Research
I am studying the aesthetics of breast shape under Grant Thomson in the Section of Plastic Surgery in the Department of Surgery at Yale. I will determine the relationship between breast volume, surface area, and anthropomorphic measurements that results in the most aesthetically pleasing shape, with the ultimate goal of optimizing patient satisfaction in cosmetic and reconstructive breast surgeries.
In addition, I am working with Dr. Thomson to correlate free flap survival with intra-operative patient temperatures.
I am also studying the natural history of the pseudogenes of glycolytic enzymes in Mark Gerstein's lab in the Department of Molecular Biophysics and Biochemistry at Yale.

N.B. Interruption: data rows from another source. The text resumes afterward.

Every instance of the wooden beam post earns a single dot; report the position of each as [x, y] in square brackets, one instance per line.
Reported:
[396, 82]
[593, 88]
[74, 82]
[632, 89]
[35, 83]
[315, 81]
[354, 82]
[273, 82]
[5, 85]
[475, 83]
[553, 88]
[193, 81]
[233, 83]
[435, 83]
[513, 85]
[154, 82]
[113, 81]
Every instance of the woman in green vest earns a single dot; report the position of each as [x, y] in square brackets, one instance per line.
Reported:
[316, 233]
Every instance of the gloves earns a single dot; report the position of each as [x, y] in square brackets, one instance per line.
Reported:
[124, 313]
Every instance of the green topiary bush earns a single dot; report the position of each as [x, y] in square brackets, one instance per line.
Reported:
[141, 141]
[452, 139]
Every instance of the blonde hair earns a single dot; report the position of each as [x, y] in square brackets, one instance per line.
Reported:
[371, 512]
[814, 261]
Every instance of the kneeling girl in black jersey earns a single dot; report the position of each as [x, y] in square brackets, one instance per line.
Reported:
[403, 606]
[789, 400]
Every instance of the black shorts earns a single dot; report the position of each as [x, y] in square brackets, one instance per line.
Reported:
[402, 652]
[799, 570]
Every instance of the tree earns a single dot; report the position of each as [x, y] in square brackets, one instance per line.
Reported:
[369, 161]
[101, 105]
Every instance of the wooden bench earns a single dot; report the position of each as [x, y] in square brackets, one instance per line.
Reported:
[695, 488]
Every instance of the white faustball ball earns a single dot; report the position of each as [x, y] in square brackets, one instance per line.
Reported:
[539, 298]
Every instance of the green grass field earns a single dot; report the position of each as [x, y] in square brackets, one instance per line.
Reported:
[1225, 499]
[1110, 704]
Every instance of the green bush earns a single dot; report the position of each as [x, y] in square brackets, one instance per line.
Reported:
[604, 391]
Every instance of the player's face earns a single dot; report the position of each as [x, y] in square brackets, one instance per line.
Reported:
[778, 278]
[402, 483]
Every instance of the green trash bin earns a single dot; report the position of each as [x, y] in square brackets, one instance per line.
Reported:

During college, I worked in Steve Altschuler and Lani Wu's lab for three years when we were located at the Harvard Center for Genomics Research. I developed computational models to simulate gene networks and applied hidden Markov models to tiled genomic microarray data. I was second author in the following publication:
- Genome-scale identification of nucleosome positions in S.
cerevisiae.
Yuan GC, Liu YJ, Dion MF, Slack MD, Wu LF, Altschuler SJ, Rando OJ.
Science, 2005 Jul 22; 309(5734):626-30.
PubMed
Citation | Publication
Link
During college, I also worked in Marvin Minsky's lab at the MIT Media Labs on the Open Mind Common Sense Project, building data structures to represent common sense knowledge and reasoning.
In high school, I explored an unsolved problem in number theory at the Research Science Institute (RSI 1999) and analyzed gastrointestinal creatine absorption by infrared spectroscopy in 11th grade chemistry.